There’s not enough academic research on the regulation of financial inclusion. Many of the questions might seem too applied for some researchminded economists, but that leaves regulators with few guideposts. It also seems short-sighted.
Regulation is always a question of trade-offs between competing goals. Within microfinance, for example, there is evidence that the supervision and monitoring that is part of prudential regulation increases costs substantially for microfinance institutions. That, in turn, appears to push institutions to reduce outreach to their poorer customers and women (Cull, Demirgüç-Kunt, Morduch 2011). The alternative—less regulation in order to increase outreach—carries plenty of dangers. Those are difficult trade-offs to make and there is as yet not enough empirical evidence to describe optimal regulatory schemes for microfinance.
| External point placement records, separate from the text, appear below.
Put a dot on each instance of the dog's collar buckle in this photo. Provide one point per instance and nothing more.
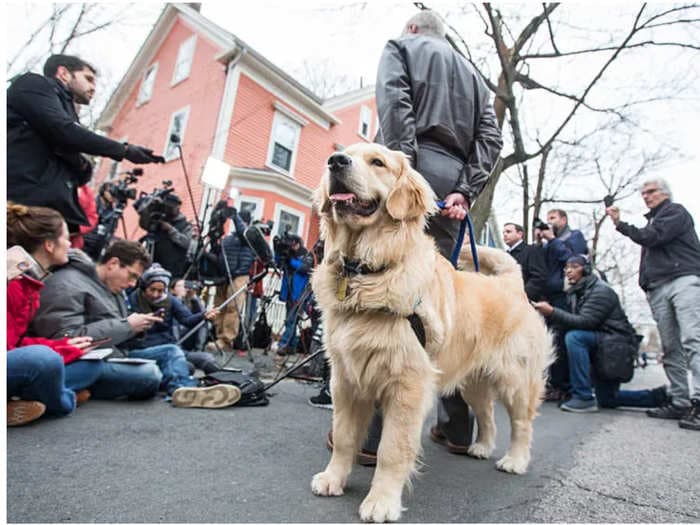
(354, 267)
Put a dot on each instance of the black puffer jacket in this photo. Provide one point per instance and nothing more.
(44, 145)
(670, 246)
(434, 106)
(594, 307)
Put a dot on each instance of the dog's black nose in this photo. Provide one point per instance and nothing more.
(339, 161)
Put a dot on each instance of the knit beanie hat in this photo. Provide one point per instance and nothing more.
(577, 259)
(156, 273)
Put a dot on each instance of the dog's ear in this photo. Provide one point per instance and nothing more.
(411, 197)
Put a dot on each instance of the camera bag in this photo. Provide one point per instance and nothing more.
(252, 389)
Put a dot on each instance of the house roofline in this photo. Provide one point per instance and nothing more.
(230, 45)
(349, 98)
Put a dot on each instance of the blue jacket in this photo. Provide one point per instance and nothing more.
(239, 255)
(295, 275)
(162, 333)
(557, 252)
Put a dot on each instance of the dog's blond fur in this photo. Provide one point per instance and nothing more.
(483, 338)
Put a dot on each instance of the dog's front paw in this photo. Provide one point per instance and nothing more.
(325, 484)
(512, 464)
(378, 509)
(480, 450)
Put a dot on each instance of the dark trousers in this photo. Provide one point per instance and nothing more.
(559, 369)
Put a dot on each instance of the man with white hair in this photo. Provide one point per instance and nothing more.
(669, 273)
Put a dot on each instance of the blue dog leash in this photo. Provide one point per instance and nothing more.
(466, 222)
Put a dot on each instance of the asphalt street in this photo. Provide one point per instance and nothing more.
(150, 462)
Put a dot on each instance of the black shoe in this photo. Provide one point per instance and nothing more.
(661, 396)
(669, 411)
(323, 399)
(691, 420)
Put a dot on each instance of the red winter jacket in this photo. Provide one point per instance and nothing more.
(22, 304)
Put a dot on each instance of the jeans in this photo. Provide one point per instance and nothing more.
(132, 382)
(289, 338)
(675, 306)
(172, 363)
(37, 373)
(579, 346)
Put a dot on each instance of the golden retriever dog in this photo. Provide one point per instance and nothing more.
(482, 337)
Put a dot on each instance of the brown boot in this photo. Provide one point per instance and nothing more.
(22, 412)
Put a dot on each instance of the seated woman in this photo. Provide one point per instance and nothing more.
(152, 297)
(43, 374)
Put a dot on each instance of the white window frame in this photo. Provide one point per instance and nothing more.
(144, 96)
(186, 111)
(278, 119)
(259, 204)
(279, 208)
(184, 59)
(365, 118)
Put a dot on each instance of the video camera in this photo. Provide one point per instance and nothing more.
(159, 205)
(539, 224)
(219, 215)
(283, 245)
(120, 191)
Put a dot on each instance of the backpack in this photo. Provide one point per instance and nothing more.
(252, 389)
(615, 356)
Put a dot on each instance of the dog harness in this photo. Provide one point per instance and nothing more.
(353, 267)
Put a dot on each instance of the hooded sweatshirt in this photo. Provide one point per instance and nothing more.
(75, 302)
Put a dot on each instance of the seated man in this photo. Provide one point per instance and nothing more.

Add to this uncertainty the largely uncharted roles of large non-profit institutions. Regulatory schemes are generally designed around reining
in the reckless behavior of profit-seeking banks. But non-profits react to regulation differently. Should they, therefore, be regulated by different agencies, those more familiar with the unique behavior of non-profits? Or should they be regulated by finance ministries and central banks like others that provide financial services? Moreover, how do profitable nonprofit institutions affect competitive markets?
Answering these kinds of questions will require taking a corporate finance lens and an industrial organization lens to the new, inclusive financial landscapes. Looking forward, these directions will likely yield the most intellectually interesting inquiries of all.
The series has been compiled as a framing note on the FAI site now and will later appear as part of a collection of studies to be published in a forthcoming book.